The scale of the disaster, added to the socio-economic and political calamity which was Haiti before the earthquake, has stirred international public opinion such that, literally, countries, international institutions, and all kinds of organizations, are tripping over each other in their haste to not just provide relief assistance, but to be seen as so doing. Yet even in the midst of the tragedy, it is becoming clear that there is international power play as well. In particular, there is concern over the role of the US military in providing relief.

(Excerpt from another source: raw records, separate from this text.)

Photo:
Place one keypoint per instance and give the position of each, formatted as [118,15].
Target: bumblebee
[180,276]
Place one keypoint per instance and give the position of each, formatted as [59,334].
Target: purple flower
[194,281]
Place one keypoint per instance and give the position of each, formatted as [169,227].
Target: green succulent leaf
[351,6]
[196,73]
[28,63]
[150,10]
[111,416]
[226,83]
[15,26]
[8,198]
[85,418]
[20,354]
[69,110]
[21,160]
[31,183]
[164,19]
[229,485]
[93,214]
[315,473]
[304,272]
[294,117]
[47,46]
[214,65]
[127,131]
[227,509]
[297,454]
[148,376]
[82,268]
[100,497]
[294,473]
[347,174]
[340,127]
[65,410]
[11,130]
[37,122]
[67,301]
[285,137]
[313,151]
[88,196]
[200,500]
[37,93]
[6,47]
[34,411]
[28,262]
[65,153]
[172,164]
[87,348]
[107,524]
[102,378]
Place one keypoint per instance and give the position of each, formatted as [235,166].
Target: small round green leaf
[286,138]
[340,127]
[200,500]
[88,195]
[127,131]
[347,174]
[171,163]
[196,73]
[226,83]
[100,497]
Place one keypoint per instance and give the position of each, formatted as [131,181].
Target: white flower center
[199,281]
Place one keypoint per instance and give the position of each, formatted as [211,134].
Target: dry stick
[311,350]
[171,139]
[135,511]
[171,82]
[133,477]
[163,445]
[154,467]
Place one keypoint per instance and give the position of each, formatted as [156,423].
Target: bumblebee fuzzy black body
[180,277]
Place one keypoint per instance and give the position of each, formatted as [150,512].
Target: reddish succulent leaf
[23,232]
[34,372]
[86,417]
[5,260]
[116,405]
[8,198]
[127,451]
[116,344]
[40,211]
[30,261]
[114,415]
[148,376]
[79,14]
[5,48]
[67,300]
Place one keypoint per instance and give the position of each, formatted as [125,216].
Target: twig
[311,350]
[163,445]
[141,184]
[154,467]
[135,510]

The decision of American President Barack Obama to order a “swift and aggressive” military campaign to provide humanitarian aid to Haiti, while welcomed globally, is causing some rethink in many, based on how it is being put in practice. The USA, because of its resource base, military capability, and proximity to Haiti, is by far in the best position to decisively influence the relief effort in Haiti. It has already obtained the permission of Haiti’s threadbare government to take over its international airport, thereby determining who and what can get in or out of Haiti.

The exercise of this prerogative, however, is the source of much controversy. Last week, for instance, the Prime Minister of Haiti’s closest CARICOM neighbour, Jamaica was prevented from landing in Port-au Prince. Other international organizations and even countries have had similar experiences. This has prompted the French Minister for International Co-operation, Alain Joyandet, to make an official protest last Saturday after US military air traffic controllers at Port au Prince airport turned back a French aid flight carrying a field hospital. French and European aid agencies have also complained of obstruction. The French minister was apparently so incensed that he reportedly demanded that the United Nations clarify the role of the US in the aid effort. “This is about helping Haiti,” he is quoted as saying, “not about occupying Haiti.”

The major international news agencies have also heavily skewed their reports around the American aid efforts. But many others, countries and organizations alike, are making valuable contributions. Very few of us know for instance that the southern African nation of Namibia, itself recovering from years of national liberation and civil wars, has donated US $1 million. How many of us know that not only are the 400-plus Cuban doctors in Haiti before the earthquake, tending to the sick and wounded but that Cuba has sent back the more than 500 Haitian medical students in Cuba to Haiti to help their brothers and sisters. The renowned international medical brigade “Doctors without Frontiers” is on the ball treating Haitians as well.

So the international dimension can play an important role in shaping local events. Thus our economic problems are fundamentally rooted in global factors – the worldwide meltdown, the latest blow against bananas etc – though the prudent management of them locally can help to mitigate the worst effects. We have to be cognizant of this as well as of what are the realistic possibilities for small countries like ours. The ideological blinkers and purblind outlook of some of our politicians are not helping our people to understand the real world in which we live.

Take our international airport, under construction, for instance. It is all well and good to call for greater transparency in the role of Cuba and Venezuela in it, but this should not lead us into blind opposition to a project which, if properly executed, can be pivotal to our own economic and social development. Chavez and Castro aside, what do we do about airport development? Who else is prepared to help us with such a massive project? The US? Canada? UK? Should we shun aid from Iran but permit our sons to go and fight in Afghanistan and Iraq? To what purpose?

If we do nothing else in the “silly-season” of election politics in our country, at least we can try to ponder on these and related matters and see if we can get a more realistic view of our place in international politics and how best we can chart our own course through such troubled waters.

Renwick Rose is a community activist and social commentator.